Umso erfreulicher sind die aktuellen Impfraten, die die Statistik Austria im Auftrag des Bundesministeriums für Bildung, Wissenschaft und Forschung (BMBWF) von den Schülerinnen und Schülern ab zwölf Jahren, ihren Lehrerinnen und Lehrern sowie den Studierenden an den Universitäten und Hochschulen erhoben hat. Dabei zeigt sich: Mit Ende November (30.11.2021) waren bereits mehr als die Hälfte (55 Prozent) der rund 605.000 Schülerinnen und Schüler des Schuljahres 2021/22 ab einem Alter von zwölf Jahren geimpft. Bei ihren Lehrerinnen und Lehrern lag der Anteil bei mehr als 85 Prozent und bei den Studierenden an den österreichischen Universitäten und Hochschulen sogar bei 86 Prozent. Damit ist die Impfquote bei allen drei Personengruppe innerhalb von wenigen Monaten stark angestiegen. Sie lag Ende September bei den Schülerinnen und Schülern ab zwölf Jahren bei 43 Prozent, als bei ihnen erstmals die Impfquote erhoben wurde. Bei den Lehrerinnen und Lehrern sowie bei den Studierenden war das bereits ein Monat früher der Fall, Ende August. Damals betrug ihre Impfrate 82 Prozent bzw. 79 Prozent.

Weiterhin regionale Unterschiede bei allen drei Personengruppen

Bei allen drei Personengruppen sind weiterhin signifikante regionale Unterschiede zu beobachten. Die Impfquoten von Schülerinnen und Schülern, Lehrerinnen und Lehrern sowie Studierende fallen in Ostösterreich – in Wien, Niederösterreich und dem Burgenland – höher aus als im Westen. So sind Ende November bereits fast zwei Drittel (65 Prozent) aller Schülerinnen und Schüler mit Hauptwohnsitz im Burgenland geimpft, gefolgt von Niederösterreich (61 Prozent) und Wien (59 Prozent). Ähnlich fällt das Bild bei den Studierenden aus, wobei hier die Bundesländer Niederösterreich und Wien mit je 87 Prozent die höchsten Impfquoten aufweisen. Bei den Lehrerinnen und Lehrern sind es vor allem jene aus dem Burgenland (knapp 91 Prozent), Wien (88 Prozent) und der Steiermark (86 Prozent), die beim Impfen die Nase vorne haben. Dagegen liegen die Impfquoten in den Bundesländern Salzburg, Kärnten und Oberösterreich bei allen drei Personengruppen unter dem jeweiligen Österreichschnitt.

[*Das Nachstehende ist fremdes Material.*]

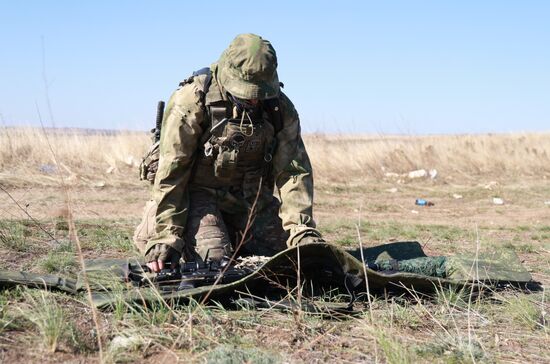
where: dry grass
[0,128,550,363]
[0,128,550,185]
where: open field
[0,129,550,363]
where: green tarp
[0,242,532,308]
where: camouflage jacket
[146,64,315,251]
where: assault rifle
[126,261,253,291]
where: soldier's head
[218,34,279,106]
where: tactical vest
[184,68,282,198]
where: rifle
[151,100,164,143]
[126,261,253,291]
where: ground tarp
[0,242,532,308]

Je höher der Ausbildungsgrad bzw. die Schulstufe, desto höher die Impfquote

Und noch eine Gemeinsamkeit in allen drei Personengruppen fällt auf – der Zusammenhang der Impfquote mit dem jeweiligen Ausbildungsgrad. Sowohl bei den Schülerinnen und Schülern, als auch bei den Lehrerinnen und Lehrern ist die Impfquote derjenigen, die sich in der Sekundarstufe II befinden, also der AHS oder der BHS, signifikant höher als in der Sekundarstufe I.

In Zahlen drückt sich das folgendermaßen aus:

  • Schülerinnen und Schüler der Sekundarstufe II sind zu 64 Prozent, also zu fast zwei Drittel geimpft, wobei Schülerinnen und Schüler an der AHS-Oberstufe mit 72 Prozent die größte Impfbereitschaft aufweisen. Die Impfquote von Schülerinnen und Schülern in der Sekundarstufe I liegt dagegen deutlich darunter, bei insgesamt 37 Prozent, wobei diejenigen, die in die AHS-Unterstufe gehen, deutlich häufiger geimpft sind (49 Prozent) als ihre Alterskameradinnen und -kameraden an den Mittelschulen (30 Prozent).
  • Ähnlich sieht es bei den Lehrerinnen und Lehrern aus, die zu mehr als 90 Prozent geimpft sind, wenn sie in einer AHS im Klassenzimmer stehen. Dagegen fallen die Impfquoten weitaus geringer aus, wenn sie an einer Mittelschule (knapp 85 Prozent) oder an einer Volksschule (knapp 82 Prozent) unterrichten.
  • Auch bei den Studierenden liegt die aktuelle Impfrate bei Doktoratsstudierenden mit mittlerweile 89 Prozent am höchsten, während sie bei den Bachelorstudierenden 86 Prozent beträgt. Absolute Spitzenreiter/innen sind aber weiterhin die Medizinstudierenden, deren Impfquote Ende November bei 92 Prozent liegt.